The tax take as a proportion of GDP is mainly a political argument - its level and distribution and means of doing this (eg, a CGT as a means). I'd like to see it higher, and shouldered by gains on capital, which as you point out there is no longer any political constituency for, absent reasoned widespread information on our position and inspired political leadership. We've now got a 'relative elite' in both main voting blocks defending the stupid (eg current Nats) calls to cut taxes.

I think you have it wrong about the motivation for restricting local authorities' borrowing, which I thought self-evidently was their complete inability, demonstrated over many decades and in all places, to spend what they have on purposes within their remit. I for one am so glad they have been restrained, even if their allocation of what they have has produced shit running in my streets.

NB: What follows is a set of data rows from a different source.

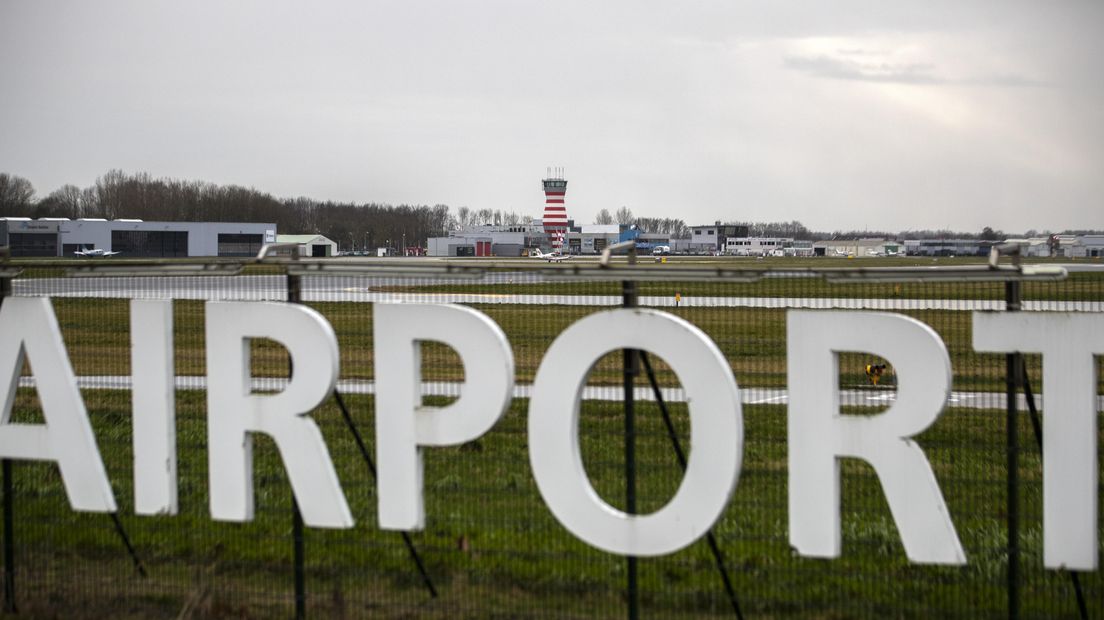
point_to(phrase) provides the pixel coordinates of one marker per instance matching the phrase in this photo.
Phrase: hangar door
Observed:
(150, 244)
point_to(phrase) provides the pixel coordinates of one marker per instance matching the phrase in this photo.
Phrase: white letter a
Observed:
(29, 328)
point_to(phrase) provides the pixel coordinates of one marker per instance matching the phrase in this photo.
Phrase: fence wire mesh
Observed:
(491, 546)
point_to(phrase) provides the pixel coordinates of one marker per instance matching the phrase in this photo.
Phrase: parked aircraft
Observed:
(551, 257)
(95, 253)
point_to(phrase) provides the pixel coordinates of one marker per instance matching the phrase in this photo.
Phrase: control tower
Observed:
(555, 213)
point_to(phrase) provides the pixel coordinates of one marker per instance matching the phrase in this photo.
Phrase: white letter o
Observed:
(715, 431)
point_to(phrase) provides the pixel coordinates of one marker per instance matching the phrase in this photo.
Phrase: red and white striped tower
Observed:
(555, 213)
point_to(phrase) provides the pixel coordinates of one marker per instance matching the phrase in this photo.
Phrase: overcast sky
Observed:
(842, 115)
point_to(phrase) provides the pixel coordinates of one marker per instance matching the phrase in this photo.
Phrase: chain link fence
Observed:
(490, 546)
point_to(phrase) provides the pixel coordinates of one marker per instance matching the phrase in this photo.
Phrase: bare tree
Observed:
(64, 202)
(17, 195)
(625, 216)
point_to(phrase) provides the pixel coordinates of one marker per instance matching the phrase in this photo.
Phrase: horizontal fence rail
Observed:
(490, 544)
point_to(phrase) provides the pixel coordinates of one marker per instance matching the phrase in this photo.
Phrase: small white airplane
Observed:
(95, 253)
(551, 257)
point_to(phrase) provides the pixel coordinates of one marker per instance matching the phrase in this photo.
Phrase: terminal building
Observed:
(59, 237)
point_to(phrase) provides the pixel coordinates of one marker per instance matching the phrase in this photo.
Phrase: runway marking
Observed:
(602, 393)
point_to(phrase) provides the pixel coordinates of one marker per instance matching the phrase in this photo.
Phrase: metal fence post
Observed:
(295, 296)
(1012, 367)
(630, 370)
(9, 508)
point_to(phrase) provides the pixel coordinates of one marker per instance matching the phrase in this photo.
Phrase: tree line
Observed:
(117, 195)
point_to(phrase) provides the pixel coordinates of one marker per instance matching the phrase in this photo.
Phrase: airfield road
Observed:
(853, 397)
(367, 289)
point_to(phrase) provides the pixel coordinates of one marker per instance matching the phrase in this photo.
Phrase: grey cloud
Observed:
(837, 68)
(887, 72)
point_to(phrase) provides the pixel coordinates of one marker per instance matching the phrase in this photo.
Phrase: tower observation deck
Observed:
(555, 213)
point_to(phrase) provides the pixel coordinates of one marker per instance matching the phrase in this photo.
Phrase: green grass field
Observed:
(490, 545)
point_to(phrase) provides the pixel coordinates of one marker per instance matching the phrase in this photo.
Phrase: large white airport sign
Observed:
(818, 434)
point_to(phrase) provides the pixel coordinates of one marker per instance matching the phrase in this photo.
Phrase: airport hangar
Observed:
(60, 237)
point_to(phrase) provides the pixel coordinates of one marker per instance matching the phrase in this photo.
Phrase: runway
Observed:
(866, 397)
(364, 289)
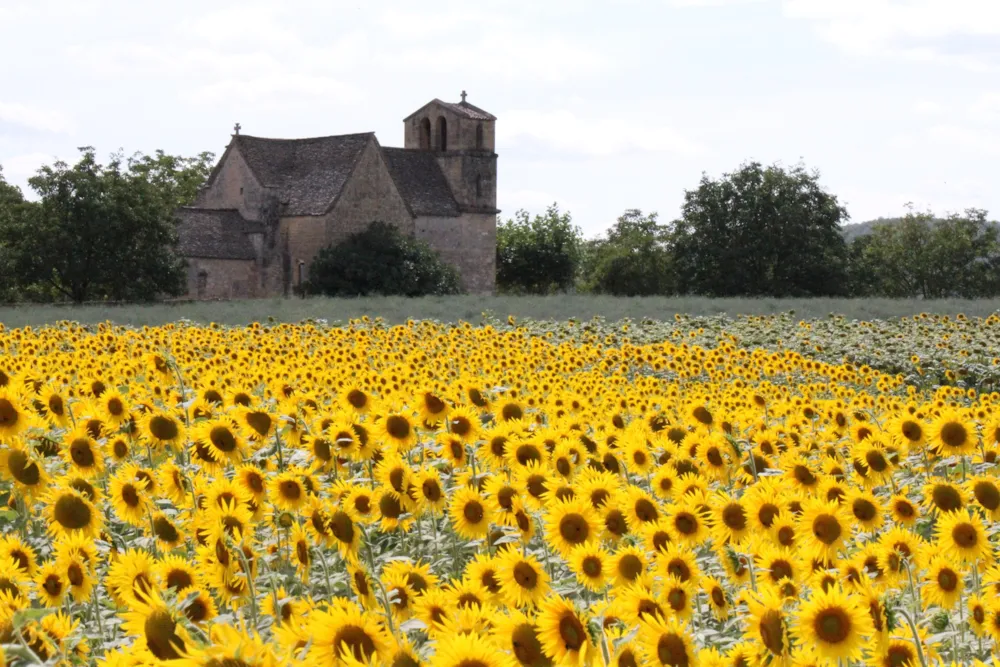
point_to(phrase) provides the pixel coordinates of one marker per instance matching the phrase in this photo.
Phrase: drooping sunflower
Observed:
(470, 513)
(523, 580)
(69, 511)
(667, 642)
(962, 537)
(563, 632)
(835, 623)
(569, 524)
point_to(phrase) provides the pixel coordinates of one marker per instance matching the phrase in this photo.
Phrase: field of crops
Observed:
(693, 492)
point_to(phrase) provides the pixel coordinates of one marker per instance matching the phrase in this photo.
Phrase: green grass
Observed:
(470, 308)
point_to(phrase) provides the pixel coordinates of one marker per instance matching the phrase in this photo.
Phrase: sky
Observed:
(601, 106)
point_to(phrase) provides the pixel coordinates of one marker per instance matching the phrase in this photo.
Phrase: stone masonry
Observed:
(270, 205)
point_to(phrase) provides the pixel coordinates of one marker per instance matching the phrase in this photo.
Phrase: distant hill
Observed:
(853, 231)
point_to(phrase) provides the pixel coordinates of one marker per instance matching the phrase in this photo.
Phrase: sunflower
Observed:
(943, 584)
(523, 580)
(14, 415)
(822, 529)
(69, 511)
(161, 428)
(717, 598)
(952, 434)
(157, 626)
(517, 634)
(396, 428)
(52, 584)
(83, 453)
(286, 491)
(835, 623)
(467, 650)
(129, 498)
(666, 642)
(569, 524)
(962, 537)
(563, 632)
(221, 439)
(470, 513)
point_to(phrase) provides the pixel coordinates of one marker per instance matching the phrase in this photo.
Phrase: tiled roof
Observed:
(460, 108)
(213, 234)
(421, 182)
(307, 173)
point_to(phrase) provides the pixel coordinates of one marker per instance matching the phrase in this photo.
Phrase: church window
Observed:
(442, 134)
(425, 134)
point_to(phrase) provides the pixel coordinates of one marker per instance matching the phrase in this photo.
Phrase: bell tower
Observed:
(463, 139)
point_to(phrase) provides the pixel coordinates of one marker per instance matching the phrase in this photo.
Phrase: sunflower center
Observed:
(259, 421)
(677, 599)
(8, 413)
(671, 650)
(987, 495)
(525, 575)
(574, 528)
(526, 647)
(342, 527)
(864, 509)
(397, 427)
(357, 398)
(734, 516)
(473, 512)
(832, 625)
(355, 640)
(630, 567)
(572, 632)
(965, 535)
(953, 434)
(161, 636)
(163, 428)
(165, 530)
(771, 632)
(223, 439)
(826, 528)
(72, 512)
(178, 579)
(290, 490)
(23, 469)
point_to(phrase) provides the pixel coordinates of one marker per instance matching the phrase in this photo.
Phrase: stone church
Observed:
(270, 205)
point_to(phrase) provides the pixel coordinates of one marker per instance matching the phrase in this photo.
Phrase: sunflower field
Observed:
(491, 496)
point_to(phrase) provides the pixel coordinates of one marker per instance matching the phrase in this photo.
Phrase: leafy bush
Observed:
(380, 260)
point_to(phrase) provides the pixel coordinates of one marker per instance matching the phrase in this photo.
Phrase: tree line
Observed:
(97, 232)
(759, 231)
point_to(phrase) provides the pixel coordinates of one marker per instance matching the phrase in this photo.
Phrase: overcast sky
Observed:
(601, 106)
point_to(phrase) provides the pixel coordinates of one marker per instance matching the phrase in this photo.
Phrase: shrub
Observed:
(380, 260)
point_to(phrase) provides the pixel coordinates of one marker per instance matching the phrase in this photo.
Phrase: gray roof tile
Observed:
(307, 173)
(421, 182)
(213, 234)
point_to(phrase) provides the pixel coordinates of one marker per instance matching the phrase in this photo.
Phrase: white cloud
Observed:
(36, 118)
(903, 29)
(565, 131)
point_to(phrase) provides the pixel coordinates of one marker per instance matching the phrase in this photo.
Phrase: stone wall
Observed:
(468, 243)
(235, 186)
(221, 278)
(370, 194)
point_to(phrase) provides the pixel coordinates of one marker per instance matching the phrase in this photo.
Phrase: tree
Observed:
(98, 232)
(920, 255)
(633, 259)
(537, 255)
(381, 260)
(761, 231)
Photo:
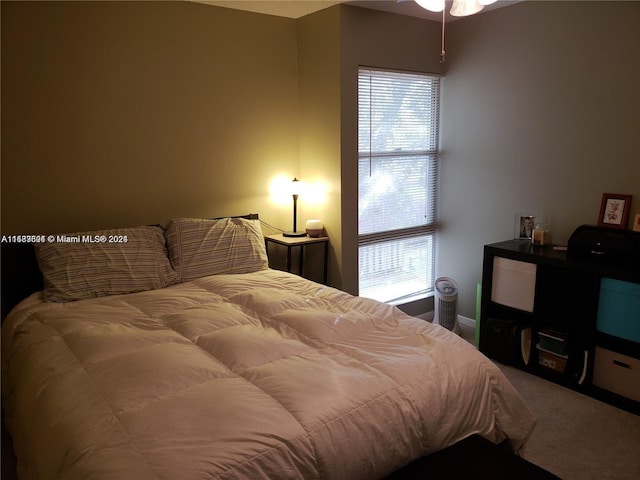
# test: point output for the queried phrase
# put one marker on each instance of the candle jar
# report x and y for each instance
(541, 234)
(314, 228)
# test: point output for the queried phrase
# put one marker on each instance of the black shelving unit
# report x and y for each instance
(565, 300)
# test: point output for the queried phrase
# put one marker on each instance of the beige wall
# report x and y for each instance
(541, 113)
(319, 86)
(128, 113)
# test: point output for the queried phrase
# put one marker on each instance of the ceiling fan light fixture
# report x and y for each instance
(463, 8)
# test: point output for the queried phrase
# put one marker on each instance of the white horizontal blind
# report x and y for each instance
(397, 174)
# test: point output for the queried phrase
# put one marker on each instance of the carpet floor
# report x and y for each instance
(578, 437)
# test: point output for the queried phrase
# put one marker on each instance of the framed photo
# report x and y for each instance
(614, 211)
(524, 226)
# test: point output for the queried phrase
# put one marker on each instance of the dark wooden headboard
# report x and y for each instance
(21, 275)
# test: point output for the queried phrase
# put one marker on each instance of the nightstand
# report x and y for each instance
(301, 243)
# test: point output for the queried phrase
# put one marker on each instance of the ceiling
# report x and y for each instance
(300, 8)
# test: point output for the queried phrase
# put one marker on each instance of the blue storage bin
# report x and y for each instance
(619, 309)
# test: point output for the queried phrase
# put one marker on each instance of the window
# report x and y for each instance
(397, 174)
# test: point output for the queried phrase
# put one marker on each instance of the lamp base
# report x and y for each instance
(294, 234)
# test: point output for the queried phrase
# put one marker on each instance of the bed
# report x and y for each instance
(174, 351)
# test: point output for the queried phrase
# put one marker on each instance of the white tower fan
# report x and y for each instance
(446, 304)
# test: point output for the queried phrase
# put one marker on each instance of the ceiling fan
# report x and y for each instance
(459, 8)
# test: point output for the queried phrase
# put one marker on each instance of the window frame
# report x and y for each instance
(431, 157)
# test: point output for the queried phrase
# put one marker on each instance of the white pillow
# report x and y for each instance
(105, 262)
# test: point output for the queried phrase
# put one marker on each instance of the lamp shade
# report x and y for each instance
(462, 8)
(431, 5)
(295, 192)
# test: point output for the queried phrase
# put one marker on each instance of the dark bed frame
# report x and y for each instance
(21, 275)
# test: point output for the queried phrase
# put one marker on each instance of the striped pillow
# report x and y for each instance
(201, 247)
(107, 262)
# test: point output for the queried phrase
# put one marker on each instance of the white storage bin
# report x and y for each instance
(513, 283)
(617, 373)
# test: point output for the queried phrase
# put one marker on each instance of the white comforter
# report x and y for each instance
(254, 376)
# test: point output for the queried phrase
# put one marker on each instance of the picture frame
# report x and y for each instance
(524, 224)
(614, 211)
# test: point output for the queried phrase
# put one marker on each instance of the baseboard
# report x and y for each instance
(467, 325)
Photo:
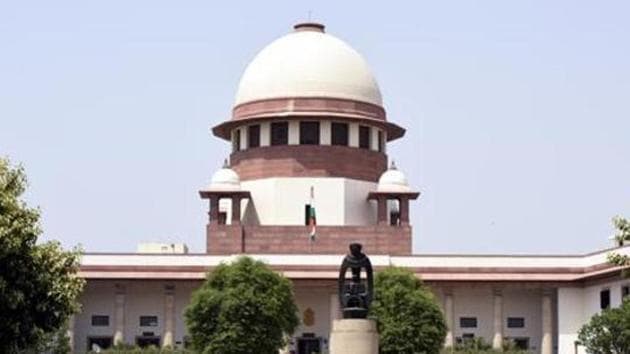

Finally, I would not open this up to wider circulation until you had done some more work on it, as it does not reflect the quality of work you usually deliver, and why I am here. Keep your gunpowder dry, and focus its use. Don't use health issues now as an example of what has gone wrong with our tax 'meanness' or unwillingness to spend now and pay later. There are so many better reasons why our health troubles now are there, compared to trying to adduce them as an example of a failure to borrow more. We increased our population an average of 1.8%pa a year in the five years to March 2019 - that probably has a greater influence on health access now than a remote debt ceiling argument which is tendentious.